La langue française en question
Dans la foulée de l’écriture inclusive, la féminisation de la grammaire française, réclamée par quelques centaines d’enseignants, accroît un peu plus le trouble dans les esprits
Parmi les motifs de grève – nombreux et justifiés – du corps enseignant français, on n’avait pas encore vu un motif d’ordre grammatical. C’est chose faite depuis le 7 novembre dernier et la tribune de 314 enseignants – sur Slate.fr - refusant d’enseigner la primauté du masculin sur le féminin. Pour justifier leur attitude frondeuse, ils rappellent que la règle de proximité – qui veut que les adjectifs et les participe-passés s’accordent avec le genre du nom le plus proche – est de loin antérieure à celle qui établit l’accord au masculin dans une phrase comportant des noms féminins et masculins. Ils réclament également que l’accord se fasse en fonction du genre dominant dans une phrase : ainsi une proposition comme « un bois, des branches et des feuilles verts » deviendrait « un bois, des branches et des feuilles vertes ». Il est à noter que c’est déjà le cas lorsque l’orthographe de l’adjectif est invariablement féminine – comme « jaune », par exemple, et que personne, jusqu’à présent, ne s’en est plaint, pour une raison ou une autre.

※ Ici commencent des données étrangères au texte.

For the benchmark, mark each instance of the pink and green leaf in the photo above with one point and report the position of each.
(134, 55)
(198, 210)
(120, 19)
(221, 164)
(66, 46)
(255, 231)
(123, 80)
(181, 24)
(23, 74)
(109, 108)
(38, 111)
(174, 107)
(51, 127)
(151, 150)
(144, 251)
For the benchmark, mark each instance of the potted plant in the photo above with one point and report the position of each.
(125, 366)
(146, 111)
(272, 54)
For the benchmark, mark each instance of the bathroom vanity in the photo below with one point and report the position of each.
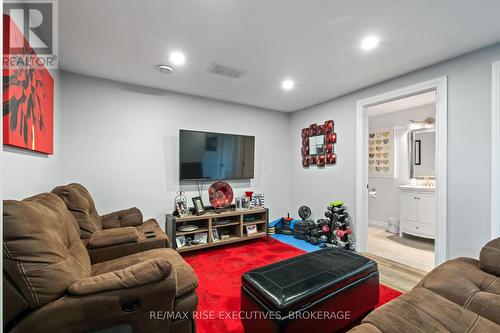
(417, 211)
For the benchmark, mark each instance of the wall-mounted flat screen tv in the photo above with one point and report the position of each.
(206, 155)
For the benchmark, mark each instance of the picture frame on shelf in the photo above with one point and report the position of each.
(182, 209)
(180, 241)
(201, 238)
(199, 207)
(215, 234)
(251, 229)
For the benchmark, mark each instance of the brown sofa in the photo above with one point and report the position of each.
(51, 286)
(461, 295)
(112, 235)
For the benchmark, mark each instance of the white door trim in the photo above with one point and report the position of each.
(440, 85)
(495, 149)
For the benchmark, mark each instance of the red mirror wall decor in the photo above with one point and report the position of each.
(318, 144)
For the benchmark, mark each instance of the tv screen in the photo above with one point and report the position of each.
(205, 155)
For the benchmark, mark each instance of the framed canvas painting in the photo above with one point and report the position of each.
(381, 152)
(28, 98)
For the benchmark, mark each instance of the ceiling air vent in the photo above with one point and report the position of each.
(225, 71)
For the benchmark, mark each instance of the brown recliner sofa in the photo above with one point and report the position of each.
(461, 295)
(51, 286)
(112, 235)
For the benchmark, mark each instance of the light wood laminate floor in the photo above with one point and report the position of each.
(395, 275)
(410, 251)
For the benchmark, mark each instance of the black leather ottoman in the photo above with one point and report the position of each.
(322, 291)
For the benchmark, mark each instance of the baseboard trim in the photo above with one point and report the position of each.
(377, 223)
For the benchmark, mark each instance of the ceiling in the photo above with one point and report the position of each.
(315, 42)
(404, 103)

Cette polémique prolonge, tout en s’en démarquant, la demande féministe d’une écriture inclusive qui voudrait qu’à chaque nom, chaque adjectif, de genre masculin, soit associé, entre des points ou des tirets, sa terminaison féminine : par exemple, « les romancier.e.s écrivent tous les jours ». Un manuel présentant l’application de cette règle (encore officieuse) a d’ailleurs été publié récemment. Il s’agit ainsi de faire apparaitre le caractère sexué des noms, jusque là implicite, surtout quand ils expriment des fonctions sociales valorisées. Car il n’est pas certain que cette exigence soit aussi pressante lorsqu’on évoque « les balayeurs.euses ». Là aussi, elle trouve vite ses limites quand les noms masculins se terminent par un « e » - comme « juge » - ou qu’ils n’ont pas de contrepartie féminine – comme « curé ». Il se peut aussi, et beaucoup l’oublient, que le féminin de noms masculins à consonance féminine existe depuis longtemps dans notre langue. C’est le cas pour « maire » qui donne « mairesse », même si tout le monde préfère appeler Anne Hidalgo « madame la maire ».

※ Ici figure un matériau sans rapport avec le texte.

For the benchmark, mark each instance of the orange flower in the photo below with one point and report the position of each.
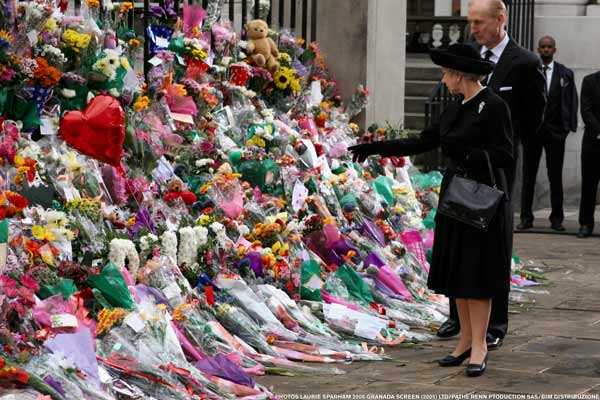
(16, 200)
(125, 7)
(45, 74)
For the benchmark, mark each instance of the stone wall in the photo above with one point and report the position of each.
(364, 43)
(577, 44)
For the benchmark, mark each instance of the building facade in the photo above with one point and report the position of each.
(383, 44)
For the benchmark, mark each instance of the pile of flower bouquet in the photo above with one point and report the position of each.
(175, 235)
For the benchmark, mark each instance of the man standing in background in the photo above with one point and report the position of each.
(590, 152)
(519, 81)
(560, 118)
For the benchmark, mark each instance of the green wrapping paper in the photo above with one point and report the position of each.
(263, 174)
(112, 286)
(429, 221)
(354, 283)
(309, 269)
(383, 186)
(17, 108)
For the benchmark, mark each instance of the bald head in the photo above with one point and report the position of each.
(547, 40)
(547, 49)
(491, 7)
(486, 20)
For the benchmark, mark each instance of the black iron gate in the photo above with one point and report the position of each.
(520, 21)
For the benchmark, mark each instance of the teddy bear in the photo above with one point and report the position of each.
(176, 192)
(261, 49)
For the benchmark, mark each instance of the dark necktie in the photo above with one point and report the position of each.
(487, 56)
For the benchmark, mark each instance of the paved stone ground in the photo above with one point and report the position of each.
(553, 345)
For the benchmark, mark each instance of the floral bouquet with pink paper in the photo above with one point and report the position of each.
(226, 192)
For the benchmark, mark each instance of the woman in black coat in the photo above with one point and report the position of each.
(469, 264)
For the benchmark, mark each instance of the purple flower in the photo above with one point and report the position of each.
(301, 70)
(142, 220)
(54, 384)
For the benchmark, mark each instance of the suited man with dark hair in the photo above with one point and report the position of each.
(518, 80)
(590, 152)
(560, 118)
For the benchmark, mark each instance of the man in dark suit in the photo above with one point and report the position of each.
(590, 152)
(560, 118)
(518, 79)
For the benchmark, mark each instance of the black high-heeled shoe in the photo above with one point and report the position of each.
(473, 370)
(451, 361)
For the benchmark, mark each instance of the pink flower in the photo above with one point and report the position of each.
(206, 147)
(26, 294)
(29, 282)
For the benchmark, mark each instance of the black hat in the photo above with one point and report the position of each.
(463, 58)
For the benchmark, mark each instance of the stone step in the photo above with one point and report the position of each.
(423, 72)
(414, 104)
(414, 121)
(419, 88)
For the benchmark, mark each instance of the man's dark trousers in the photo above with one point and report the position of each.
(553, 143)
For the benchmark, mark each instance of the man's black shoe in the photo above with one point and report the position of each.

Ces querelles grammaticales peuvent paraître dérisoires au regard des problèmes qui affectent, tant l’école actuelle que la condition sociale des femmes. Elles sont, néanmoins, révélatrices de la dimension politique de la langue et des enjeux de pouvoir qui s’y lient. Oui, une langue est une construction historique qui reflète sans nul doute l’ordre du monde dans lequel elle a été théorisée. La notre n’a pas toujours eu la forme qu’elle a aujourd’hui, tant au niveau de sa phonétique que de ses structures grammaticales et syntaxiques ; quant à son vocabulaire, il est dans une inflation permanente. Donc elle peut encore se transformer et le fera sûrement au cours des siècles à venir.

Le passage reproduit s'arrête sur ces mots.